Tonozzi takes his first patient into a small examination room filled with a bitter antiseptic smell. Still, Tonozzi’s presence gives the room a reassuring warmth.
The patient’s name is Eva Feldman. She is 87 years old, infirm and in the care of her daughter, who struggles to look after her mother and hold down a job.
Recovering from a dangerous infection in her leg, frighteningly short of breath, Eva inexplicably vomits on herself as Tonozzi examines her. The news is not good. She requires hospitalization. Yet even as she is being wheeled to the hospital, Eva finds the breath to explain why she likes the doctor.
“He’s so good-looking,” she says, managing a smile.
Tonozzi moves quickly to his next patient, a Hispanic child from Basalt suffering from asthma. She’s accompanied by a concerned mother, who clutches a box of asthma medicine tightly in her lap.
The medicine was purchased in Mexico, where prescription drugs are cheaper than in America. In Spanish, Tonozzi reassures both mother and child and prescribes American medication.
He theorizes afterward that the child, who lives in a crowded trailer, may be suffering from mild carbon monoxide poisoning, an under-acknowledged problem Tonozzi believes occurs in trailers with old or faulty heating systems.

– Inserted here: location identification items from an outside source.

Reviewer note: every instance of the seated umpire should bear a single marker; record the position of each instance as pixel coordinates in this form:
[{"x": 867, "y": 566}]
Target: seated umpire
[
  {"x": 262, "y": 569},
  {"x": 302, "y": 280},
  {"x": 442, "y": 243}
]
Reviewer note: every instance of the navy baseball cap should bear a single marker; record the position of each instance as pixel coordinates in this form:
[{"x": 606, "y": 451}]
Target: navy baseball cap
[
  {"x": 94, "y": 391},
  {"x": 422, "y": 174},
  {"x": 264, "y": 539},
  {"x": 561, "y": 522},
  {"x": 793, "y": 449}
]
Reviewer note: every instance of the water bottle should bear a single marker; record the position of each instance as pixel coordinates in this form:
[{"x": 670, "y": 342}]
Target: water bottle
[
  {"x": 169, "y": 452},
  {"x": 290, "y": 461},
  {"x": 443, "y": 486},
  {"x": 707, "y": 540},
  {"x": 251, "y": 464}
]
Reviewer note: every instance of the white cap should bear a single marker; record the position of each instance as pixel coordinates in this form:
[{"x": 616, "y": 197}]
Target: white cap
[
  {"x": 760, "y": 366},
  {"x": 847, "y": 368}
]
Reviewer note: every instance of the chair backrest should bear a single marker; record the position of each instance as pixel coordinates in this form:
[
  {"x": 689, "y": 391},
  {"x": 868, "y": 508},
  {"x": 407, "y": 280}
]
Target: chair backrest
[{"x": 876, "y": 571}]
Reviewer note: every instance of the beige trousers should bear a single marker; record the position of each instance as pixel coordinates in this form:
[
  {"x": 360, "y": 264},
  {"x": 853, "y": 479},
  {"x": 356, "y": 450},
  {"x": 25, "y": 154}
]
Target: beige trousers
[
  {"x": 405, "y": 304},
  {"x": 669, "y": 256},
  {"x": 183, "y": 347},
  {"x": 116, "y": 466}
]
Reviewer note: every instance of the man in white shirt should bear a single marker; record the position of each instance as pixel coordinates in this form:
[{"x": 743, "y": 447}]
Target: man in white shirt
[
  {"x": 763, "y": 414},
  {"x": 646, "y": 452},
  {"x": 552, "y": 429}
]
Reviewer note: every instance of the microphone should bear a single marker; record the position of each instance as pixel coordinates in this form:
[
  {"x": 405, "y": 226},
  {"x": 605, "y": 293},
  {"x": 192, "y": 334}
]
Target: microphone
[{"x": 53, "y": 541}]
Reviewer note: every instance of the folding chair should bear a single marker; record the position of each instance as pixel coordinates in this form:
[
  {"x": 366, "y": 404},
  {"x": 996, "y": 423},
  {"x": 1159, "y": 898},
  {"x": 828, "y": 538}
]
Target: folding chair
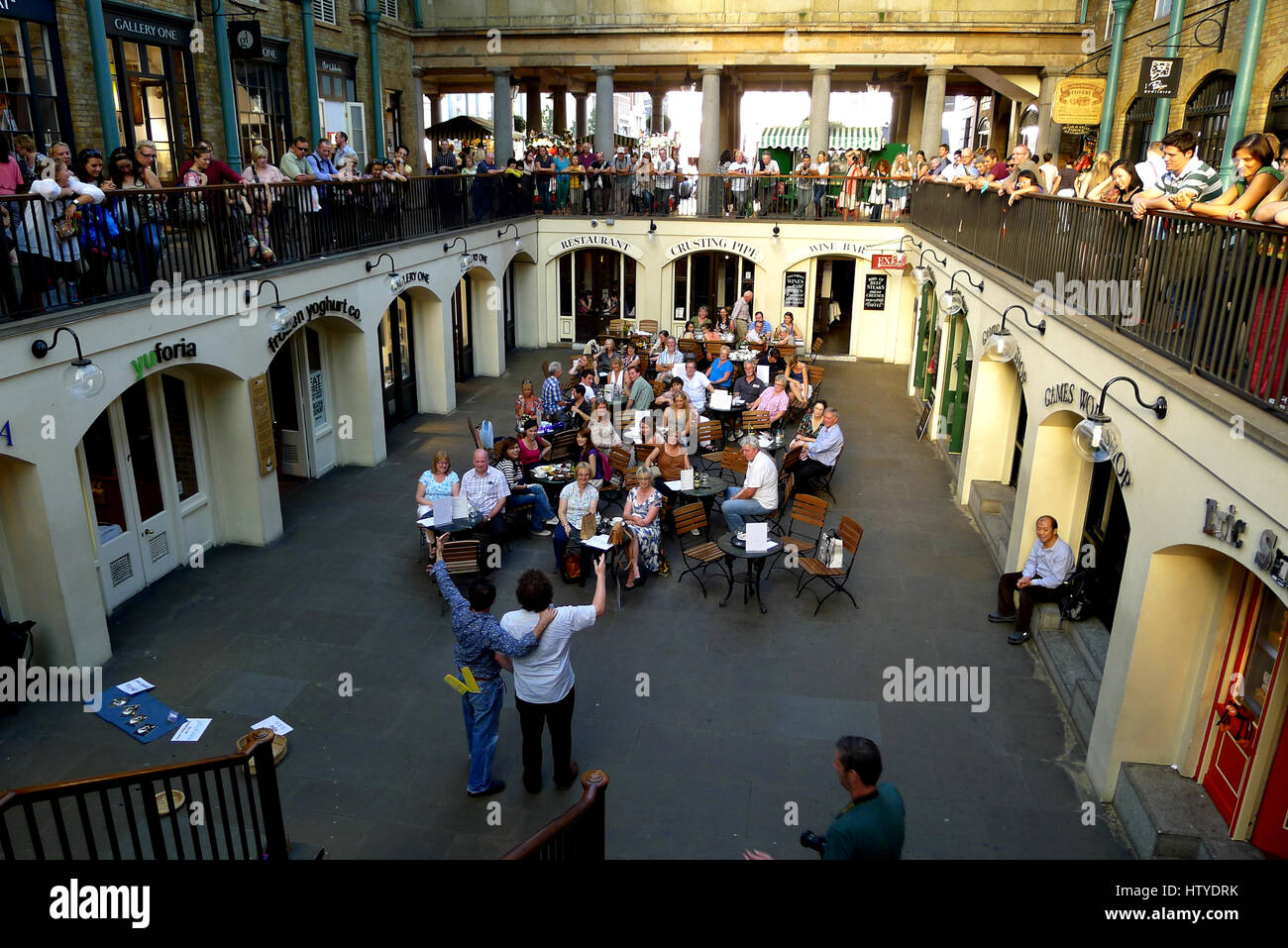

Taking a quick break between patients, Tonozzi considers the clinic’s value. He says it’s a service to all sectors of society, rich and poor. Providing primary care to the working poor, he says, takes stress off community hospitals. If he can catch a degenerative disease such as diabetes before it becomes acute, Tonozzi says, he saves local hospitals from tens of thousands of dollars in emergency room care.
“We are the safety net,” he says. “We are here to treat good people who deserve to be healthy.”
By the time Tonozzi finishes his day’s work, the sun has dipped behind the mountains. Soon, Tonozzi will return to his wife, kids and some semblance of health and normality.
Next to the health center, a Catholic church has a statue of an angel on its roof. Draped in ceremonial garb, crowned with a glorious wreath, she proudly holds a torch aloft. Even with her angelic wings, she carries a strong resemblance to the Statue of Liberty.
The statue, looking down upon the Mountain Family Health Center, seems appropriate.